Pitchfork Music Festival Paris : deux fois plus de plaisir

2 + 2 = 4. Pour cette nouvelle édition, le festival parisien Pitchfork avait décidé d’abandonner son petit frère Avant-Garde au bord de la route. Résultat de l’équation : deux nouveaux espaces aménagés pour accueillir encore plus de concerts au cours des trois jours de fête. la Petite Halle, à l’extérieur et le Studio, en sous-sol de la Grande Halle. Ces scènes étant plutôt restreintes en capacité, l’organisation y a placé une majorité d’artistes méconnus méritant d’être découverts par le plus grand nombre.

Pari relevé. Du punk délirant de Squid au fascinant quatuor japonais CHAI en passant par la grâce de Jessica Pratt et Aeris Roves, le Studio et la Petite Halle font constamment salle comble. D’ailleurs, Il est vite difficile de naviguer en leur sein. De quoi nous donner envie de retourner faire des aller-retours devant les têtes d’affiche alternant entre la Grande Scène et la Nef. Et il y avait de quoi faire.

Crédit photo : Alban Gendrot

Après une soirée d’Halloween menée par les rappeurs Skepta, Hamza, Slowthai ou encore Mura Masa et son infatigable remix de « Night Swimmers » de Foals, c’est Johnny Jewel qui a pris le relais. Une première fois aux côtés de Desire, pour un mélange de synth-pop et italo-disco décalé et diablement divertissant. Puis une deuxième fois, plus attendue, avec Chromatics. Une heure de show (rappel compris) calibré presque au « Tick Tock » près, avec des chansons raccourcies au format festival, pour délivrer un condensé de sa discographie. Après plus de six ans d’absence, ce live était attendu au tournant par les fans. Et il n’a pas déçu. Bien au contraire. Les effets visuels, la voix planante de Ruth Radelet et les effets de Johnny Jewel… Tout nous a transporté dans le temps et l’espace, dans la Red Room de Twin Peaks, jusqu’à la reprise finale de « Running Up That Hill » de Kate Bush. Un instant figé dans le temps, entre les deux reines de la soirée du vendredi : la jeune Nilüfer Yanya, déjà si pleine de talent pour son âge et la majestueuse Weyes Blood, venue interpréter son nouvel album dans un silence religieux.

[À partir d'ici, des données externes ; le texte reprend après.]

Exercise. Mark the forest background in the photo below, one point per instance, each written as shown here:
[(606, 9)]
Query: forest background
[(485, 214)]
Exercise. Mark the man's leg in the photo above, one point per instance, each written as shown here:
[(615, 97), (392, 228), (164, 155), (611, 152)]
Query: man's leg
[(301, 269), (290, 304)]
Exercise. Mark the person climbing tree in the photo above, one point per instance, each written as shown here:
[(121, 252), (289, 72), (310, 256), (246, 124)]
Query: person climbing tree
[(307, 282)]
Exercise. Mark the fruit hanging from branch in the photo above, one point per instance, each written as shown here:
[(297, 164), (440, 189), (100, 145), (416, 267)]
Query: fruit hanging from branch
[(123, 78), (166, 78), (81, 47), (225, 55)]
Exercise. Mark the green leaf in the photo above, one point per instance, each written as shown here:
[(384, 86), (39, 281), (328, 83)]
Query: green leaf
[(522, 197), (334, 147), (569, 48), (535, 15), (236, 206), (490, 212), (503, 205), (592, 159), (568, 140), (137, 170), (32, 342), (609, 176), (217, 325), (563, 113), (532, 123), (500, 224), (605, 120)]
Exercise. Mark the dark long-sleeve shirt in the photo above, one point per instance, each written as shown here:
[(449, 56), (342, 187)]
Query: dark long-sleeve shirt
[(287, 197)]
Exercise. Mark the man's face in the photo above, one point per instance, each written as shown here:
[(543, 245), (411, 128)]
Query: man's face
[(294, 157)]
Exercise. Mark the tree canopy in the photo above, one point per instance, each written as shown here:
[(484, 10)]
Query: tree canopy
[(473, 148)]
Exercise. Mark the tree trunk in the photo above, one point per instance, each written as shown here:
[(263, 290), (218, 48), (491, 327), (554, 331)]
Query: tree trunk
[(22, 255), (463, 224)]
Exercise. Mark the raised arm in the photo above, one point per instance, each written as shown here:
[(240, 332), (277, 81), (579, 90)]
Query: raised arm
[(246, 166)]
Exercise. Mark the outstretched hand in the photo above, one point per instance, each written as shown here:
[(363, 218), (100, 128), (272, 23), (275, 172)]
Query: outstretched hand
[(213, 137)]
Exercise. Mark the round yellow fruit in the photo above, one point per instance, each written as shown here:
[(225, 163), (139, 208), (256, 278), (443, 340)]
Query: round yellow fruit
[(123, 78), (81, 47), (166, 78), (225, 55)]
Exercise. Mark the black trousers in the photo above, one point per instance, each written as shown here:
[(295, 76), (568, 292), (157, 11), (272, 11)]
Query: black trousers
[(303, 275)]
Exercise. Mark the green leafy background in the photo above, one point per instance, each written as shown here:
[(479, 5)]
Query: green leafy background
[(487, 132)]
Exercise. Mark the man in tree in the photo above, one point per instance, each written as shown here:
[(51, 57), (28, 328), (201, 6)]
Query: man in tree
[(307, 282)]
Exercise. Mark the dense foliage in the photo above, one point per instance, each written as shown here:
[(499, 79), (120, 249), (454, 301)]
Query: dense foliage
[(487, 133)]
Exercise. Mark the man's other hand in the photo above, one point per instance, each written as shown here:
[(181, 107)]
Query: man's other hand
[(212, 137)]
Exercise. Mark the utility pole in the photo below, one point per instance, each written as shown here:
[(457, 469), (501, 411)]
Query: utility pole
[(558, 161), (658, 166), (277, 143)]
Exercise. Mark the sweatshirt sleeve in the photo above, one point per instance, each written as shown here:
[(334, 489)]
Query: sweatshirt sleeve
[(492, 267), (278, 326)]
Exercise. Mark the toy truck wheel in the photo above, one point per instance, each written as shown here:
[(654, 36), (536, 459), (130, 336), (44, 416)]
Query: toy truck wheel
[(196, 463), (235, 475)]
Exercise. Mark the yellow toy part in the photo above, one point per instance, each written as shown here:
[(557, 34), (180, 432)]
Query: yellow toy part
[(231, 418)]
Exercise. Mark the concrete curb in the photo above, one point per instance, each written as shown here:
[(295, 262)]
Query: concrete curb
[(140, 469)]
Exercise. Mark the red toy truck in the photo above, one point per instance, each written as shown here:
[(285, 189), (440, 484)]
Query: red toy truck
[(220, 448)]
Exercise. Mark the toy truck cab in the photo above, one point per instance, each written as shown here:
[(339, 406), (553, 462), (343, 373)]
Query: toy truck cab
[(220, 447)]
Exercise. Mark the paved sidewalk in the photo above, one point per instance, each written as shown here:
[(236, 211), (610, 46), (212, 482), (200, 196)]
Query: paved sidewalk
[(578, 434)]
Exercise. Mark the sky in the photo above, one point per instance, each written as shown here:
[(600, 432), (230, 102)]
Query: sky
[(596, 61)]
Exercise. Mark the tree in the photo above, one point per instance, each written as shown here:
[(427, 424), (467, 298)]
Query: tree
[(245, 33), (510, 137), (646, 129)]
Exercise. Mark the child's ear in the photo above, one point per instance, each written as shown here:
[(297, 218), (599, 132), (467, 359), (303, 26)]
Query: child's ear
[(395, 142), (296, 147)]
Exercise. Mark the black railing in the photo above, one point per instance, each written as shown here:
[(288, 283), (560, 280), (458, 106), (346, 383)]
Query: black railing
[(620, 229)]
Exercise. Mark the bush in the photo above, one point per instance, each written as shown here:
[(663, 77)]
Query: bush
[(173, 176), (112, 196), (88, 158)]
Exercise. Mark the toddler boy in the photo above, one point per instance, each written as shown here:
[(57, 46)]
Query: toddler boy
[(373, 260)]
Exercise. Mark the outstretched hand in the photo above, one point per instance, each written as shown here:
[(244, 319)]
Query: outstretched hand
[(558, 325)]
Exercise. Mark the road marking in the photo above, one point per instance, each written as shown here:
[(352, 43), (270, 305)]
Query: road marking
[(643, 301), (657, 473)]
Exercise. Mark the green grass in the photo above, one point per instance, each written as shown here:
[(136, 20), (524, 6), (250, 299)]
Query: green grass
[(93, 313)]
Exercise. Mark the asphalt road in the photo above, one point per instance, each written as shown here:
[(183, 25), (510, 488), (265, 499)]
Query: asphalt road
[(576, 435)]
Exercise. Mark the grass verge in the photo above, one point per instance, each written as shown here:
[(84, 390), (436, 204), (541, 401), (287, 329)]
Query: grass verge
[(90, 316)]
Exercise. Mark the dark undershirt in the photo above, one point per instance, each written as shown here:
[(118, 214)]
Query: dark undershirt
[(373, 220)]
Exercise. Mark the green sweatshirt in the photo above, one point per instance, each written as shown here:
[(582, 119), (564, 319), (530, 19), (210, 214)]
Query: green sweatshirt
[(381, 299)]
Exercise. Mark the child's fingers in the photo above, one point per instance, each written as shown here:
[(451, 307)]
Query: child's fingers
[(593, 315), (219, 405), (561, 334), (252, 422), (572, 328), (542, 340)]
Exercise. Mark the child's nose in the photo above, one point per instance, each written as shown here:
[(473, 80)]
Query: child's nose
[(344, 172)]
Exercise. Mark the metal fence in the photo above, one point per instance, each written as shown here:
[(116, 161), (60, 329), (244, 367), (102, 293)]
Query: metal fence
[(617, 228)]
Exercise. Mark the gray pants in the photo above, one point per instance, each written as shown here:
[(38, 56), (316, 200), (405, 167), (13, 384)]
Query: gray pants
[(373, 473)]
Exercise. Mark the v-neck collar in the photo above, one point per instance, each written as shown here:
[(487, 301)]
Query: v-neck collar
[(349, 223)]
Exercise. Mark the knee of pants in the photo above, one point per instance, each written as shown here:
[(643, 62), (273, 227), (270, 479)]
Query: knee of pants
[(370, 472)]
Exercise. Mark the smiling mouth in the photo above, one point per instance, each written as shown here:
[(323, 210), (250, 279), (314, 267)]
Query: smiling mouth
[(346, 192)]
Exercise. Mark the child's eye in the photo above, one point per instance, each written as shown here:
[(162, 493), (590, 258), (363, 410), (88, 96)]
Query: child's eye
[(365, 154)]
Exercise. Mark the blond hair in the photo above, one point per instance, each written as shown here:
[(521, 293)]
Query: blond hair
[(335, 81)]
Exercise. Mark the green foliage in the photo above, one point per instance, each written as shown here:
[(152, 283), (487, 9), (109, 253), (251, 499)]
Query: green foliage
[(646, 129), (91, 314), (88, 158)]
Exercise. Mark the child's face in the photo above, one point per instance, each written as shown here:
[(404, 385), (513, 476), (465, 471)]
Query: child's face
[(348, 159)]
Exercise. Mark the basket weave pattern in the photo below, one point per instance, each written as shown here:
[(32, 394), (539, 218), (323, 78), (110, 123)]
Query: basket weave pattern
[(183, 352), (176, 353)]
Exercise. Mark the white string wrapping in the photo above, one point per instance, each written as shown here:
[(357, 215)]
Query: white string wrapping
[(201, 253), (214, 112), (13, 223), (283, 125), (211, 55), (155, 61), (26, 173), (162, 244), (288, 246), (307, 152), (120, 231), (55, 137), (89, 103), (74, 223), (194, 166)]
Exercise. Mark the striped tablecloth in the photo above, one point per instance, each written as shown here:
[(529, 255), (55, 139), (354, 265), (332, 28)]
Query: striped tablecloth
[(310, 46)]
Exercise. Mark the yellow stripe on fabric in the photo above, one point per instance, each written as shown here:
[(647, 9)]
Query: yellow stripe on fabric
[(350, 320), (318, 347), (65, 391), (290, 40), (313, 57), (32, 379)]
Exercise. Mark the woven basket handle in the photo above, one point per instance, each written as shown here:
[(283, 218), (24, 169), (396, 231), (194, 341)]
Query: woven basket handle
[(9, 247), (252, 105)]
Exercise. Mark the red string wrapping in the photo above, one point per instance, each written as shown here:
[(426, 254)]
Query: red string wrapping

Crédit photo : Kimberley Ross

Tel un bouquet final, la programmation du samedi était clairement taillée pour faire danser les festivaliers, qui s’y sont pliés sans contrainte. Les surprises ont fusé : Christine and the Queens a sauvé le concert insupportable de Charli XCX en interprétant Gone à ses côtés, Agar Agar nous a montré sa facette Mr. Hyde dans un final endiablé, Aurora s’est montrée hilarante comme à son habitude (My favourite color is brown, I also like green, pour combler des problèmes techniques de quelques minutes) avant un live de SebastiAn qui a mis tout le monde d’accord. Et pour ceux qui ne se reconnaîtraient pas dans tout le monde, le Français a balancé un remix final de Rage Against The Machine tout simplement ravageur. Et on n’aura jamais vu le public de Pitchfork prendre autant son pied. Comme quoi.

On regrettera juste une chose à Pitchfork : les temps de concert bien trop courts. Une heure, voire même 45 minutes, de passage pour une tête d’affiche en aura fait rager plus d’un dans nos oreilles baladeuses. Heureusement que la fête continuait au Trabendo jusqu’à l’aube.